I found I was curious at such a specific and precise example of something so familiar but never previously explainable. People who are indifferent to books usually experience the equivalent of literary euphoria through mediums like music or film, but naturally, there is also a strict division of labor. It is like striking a fine balance between artistry and the rational powers of the mind that can only occur when reading worthy literature. 

Such is my experience reading Nikki Giovanni, who sadly passed away Monday aged 81.  Poet, activist and naturally a seeker of unanswerable questions, I first encountered Giovanni through grainy film: a video of when she was joined in dialogue with the eternally brilliant James Baldwin in London in 1971 – a staggering conversation during which they engage with themes of justice, freedom and what it means to struggle as a human being. It was an important moment because, as The New Yorker stated, “two of the most important artist-intellectuals of the twentieth century were engaged in intimate communion on national television.”

In a strange and tragic way, we almost never experience things so profound as this anymore. It’s not a lack of content or intellectual dogma to cling to; it’s a lack of talent and quality that pervades every industry, especially literature, creating grounds that are inherently unsustainable to genuine passion and creative expression. I know many aspiring, highly talented writers who, upon seeing a laughably unsophisticated, bovine volume with a deep stock and impressive demand lined on megastore bookshelves – printed with the almost meaningless “1# New York Times Bestseller” label in bold letters – receive a gut punch when they look down at their own notebooks and realize their work is better.  

But that’s the beautiful part about writing. It is not about getting flimsy labels plastered on the front of your book – and that’s what both Giovanni and Baldwin understood. Writing for them is a confrontation with the world, not simply an outlet borne out of a desire for wealth or luxury. James Baldwin once said that when you’re writing, the “whole language of” it “is finding out what you don’t want to know, what you don’t want to find out. But something forces you to anyway.” 

Giovanni, a writer who took much influence from Baldwin, deftly articulated his sentiments in her own work. Early in her career, her poetry took on a political connotation, something, as Baldwin says, she didn’t want to do but felt compelled to do. The New York Times wrote that Giovanni “addressed the horrors that had galvanized the civil rights movement: the murders of Emmett Till, the four Black girls in the Birmingham church bombing and the Rev. Dr. Martin Luther King Jr.” Giovanni speaks in scathing tones as she contests injustice and with somber words as she belabors over the intricacies of love. She knew what humanity yearns for but also knew how difficult and elusive the objects of desire are. In a passage from one of her many moving speeches, she said: 

“All most of us want is somebody to love and someone we can love. We want a job that we can go to—sure, we’re underpaid, but at least we know it’s there. We want to feel that there is some dignity in our lives. I can’t believe that we are asking too much. We do want to feel there is something in us that is good and that is wonderful, and if we bring it out, no one will trample on it.

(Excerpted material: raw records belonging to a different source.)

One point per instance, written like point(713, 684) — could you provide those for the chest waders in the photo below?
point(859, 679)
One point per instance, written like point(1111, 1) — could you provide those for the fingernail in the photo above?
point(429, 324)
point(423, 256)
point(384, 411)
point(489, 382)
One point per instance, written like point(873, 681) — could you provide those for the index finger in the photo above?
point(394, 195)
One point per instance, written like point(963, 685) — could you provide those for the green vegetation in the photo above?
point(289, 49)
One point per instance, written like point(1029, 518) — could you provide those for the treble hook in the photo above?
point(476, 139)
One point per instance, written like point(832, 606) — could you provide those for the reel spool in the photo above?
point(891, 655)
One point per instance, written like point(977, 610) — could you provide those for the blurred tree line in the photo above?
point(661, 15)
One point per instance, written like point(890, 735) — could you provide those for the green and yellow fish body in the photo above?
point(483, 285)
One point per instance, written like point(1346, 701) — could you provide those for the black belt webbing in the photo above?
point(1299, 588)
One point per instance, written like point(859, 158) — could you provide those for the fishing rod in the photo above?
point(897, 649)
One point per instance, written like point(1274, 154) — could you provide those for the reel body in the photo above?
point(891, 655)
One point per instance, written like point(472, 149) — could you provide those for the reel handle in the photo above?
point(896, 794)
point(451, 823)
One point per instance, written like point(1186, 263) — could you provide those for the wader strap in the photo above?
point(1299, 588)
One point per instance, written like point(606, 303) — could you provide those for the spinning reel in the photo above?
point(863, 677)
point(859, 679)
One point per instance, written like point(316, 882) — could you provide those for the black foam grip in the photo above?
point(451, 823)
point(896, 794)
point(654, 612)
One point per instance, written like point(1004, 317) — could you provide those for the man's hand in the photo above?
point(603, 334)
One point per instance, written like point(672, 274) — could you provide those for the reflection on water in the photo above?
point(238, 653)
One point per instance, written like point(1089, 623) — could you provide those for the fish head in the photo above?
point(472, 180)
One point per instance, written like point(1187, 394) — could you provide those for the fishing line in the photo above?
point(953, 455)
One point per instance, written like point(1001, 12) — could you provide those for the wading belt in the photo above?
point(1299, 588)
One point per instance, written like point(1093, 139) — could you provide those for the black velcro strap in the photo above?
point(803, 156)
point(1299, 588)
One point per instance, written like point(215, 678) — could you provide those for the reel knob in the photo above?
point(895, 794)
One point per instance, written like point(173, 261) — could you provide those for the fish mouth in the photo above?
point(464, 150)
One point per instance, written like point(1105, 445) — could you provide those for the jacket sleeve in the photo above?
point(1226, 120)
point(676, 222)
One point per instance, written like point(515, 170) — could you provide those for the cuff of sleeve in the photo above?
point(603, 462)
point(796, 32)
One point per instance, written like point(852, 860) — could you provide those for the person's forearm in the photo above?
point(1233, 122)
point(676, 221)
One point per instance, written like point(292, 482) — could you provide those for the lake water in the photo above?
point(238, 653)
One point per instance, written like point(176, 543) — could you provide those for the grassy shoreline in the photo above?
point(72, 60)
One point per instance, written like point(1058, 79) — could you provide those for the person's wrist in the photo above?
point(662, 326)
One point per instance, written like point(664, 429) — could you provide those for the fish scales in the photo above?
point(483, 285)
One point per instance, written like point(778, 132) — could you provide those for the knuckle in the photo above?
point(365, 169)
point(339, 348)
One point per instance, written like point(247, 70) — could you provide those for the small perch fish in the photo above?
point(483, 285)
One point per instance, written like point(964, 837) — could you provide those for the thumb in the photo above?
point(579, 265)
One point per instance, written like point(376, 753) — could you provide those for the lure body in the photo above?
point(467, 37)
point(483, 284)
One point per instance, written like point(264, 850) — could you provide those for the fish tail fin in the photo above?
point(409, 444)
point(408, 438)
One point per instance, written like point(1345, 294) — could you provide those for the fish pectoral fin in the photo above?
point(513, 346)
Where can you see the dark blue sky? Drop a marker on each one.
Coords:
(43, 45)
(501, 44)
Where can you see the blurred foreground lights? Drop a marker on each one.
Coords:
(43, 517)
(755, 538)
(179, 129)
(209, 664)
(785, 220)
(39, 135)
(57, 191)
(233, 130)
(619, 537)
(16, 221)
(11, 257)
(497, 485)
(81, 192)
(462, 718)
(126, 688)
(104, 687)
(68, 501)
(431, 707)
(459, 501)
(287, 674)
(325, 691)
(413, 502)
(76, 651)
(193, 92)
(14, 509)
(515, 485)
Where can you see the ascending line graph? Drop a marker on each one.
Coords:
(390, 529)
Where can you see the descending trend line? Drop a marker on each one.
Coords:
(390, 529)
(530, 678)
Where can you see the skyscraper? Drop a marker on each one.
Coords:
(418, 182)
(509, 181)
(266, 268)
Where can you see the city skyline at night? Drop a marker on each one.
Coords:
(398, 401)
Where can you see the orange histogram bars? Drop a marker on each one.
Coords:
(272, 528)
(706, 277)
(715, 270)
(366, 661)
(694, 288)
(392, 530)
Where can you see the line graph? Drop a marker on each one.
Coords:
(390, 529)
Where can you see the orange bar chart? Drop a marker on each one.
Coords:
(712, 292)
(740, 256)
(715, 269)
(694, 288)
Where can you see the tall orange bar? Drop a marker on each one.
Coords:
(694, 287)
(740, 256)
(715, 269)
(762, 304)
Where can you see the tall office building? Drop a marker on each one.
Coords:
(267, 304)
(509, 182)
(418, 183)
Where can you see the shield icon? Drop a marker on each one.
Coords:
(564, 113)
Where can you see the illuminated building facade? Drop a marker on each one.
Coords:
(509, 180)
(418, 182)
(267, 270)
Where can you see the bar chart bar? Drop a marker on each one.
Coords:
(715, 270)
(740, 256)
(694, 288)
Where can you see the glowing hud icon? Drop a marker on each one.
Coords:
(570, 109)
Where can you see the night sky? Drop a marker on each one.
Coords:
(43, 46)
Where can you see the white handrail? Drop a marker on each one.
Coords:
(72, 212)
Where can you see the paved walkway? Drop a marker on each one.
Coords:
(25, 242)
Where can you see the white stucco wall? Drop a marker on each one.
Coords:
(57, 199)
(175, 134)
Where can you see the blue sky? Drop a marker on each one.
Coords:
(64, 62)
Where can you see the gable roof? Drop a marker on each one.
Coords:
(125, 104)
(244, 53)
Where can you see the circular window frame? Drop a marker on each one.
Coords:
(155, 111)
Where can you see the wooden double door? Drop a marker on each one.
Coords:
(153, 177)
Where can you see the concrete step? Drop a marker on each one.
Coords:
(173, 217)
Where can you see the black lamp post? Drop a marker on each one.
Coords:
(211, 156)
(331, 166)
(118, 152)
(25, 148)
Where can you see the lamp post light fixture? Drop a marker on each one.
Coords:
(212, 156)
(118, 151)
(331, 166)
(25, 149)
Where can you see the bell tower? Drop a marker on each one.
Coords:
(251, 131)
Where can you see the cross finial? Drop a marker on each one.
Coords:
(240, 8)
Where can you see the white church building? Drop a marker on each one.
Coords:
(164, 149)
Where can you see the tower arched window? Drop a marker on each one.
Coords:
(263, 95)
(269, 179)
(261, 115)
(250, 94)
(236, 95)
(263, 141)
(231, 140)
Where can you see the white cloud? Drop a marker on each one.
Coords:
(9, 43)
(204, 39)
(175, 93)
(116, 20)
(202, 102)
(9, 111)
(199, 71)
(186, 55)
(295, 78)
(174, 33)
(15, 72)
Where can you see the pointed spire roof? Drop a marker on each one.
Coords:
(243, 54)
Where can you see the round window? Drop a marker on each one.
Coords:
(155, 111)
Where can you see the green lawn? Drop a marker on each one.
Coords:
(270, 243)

I recommend everyone who likes poetry to read her work and look beneath the surface of it. On a deep, subjective level, it is about confrontation, about compelling oneself to undertake their own life, to recognize and locate somewhere in time and place where you exist and where you live, hopefully with a purpose. Giovanni captures what I believe to be the hope of all of humanity, especially when they face existential questions. You simply want to be enough, feel enough and live enough. In Giovanni’s words, contemplating on her own mortality, she said, “I hope I die warmed by the life I tried to live.” 

Perhaps that should be our goal as well.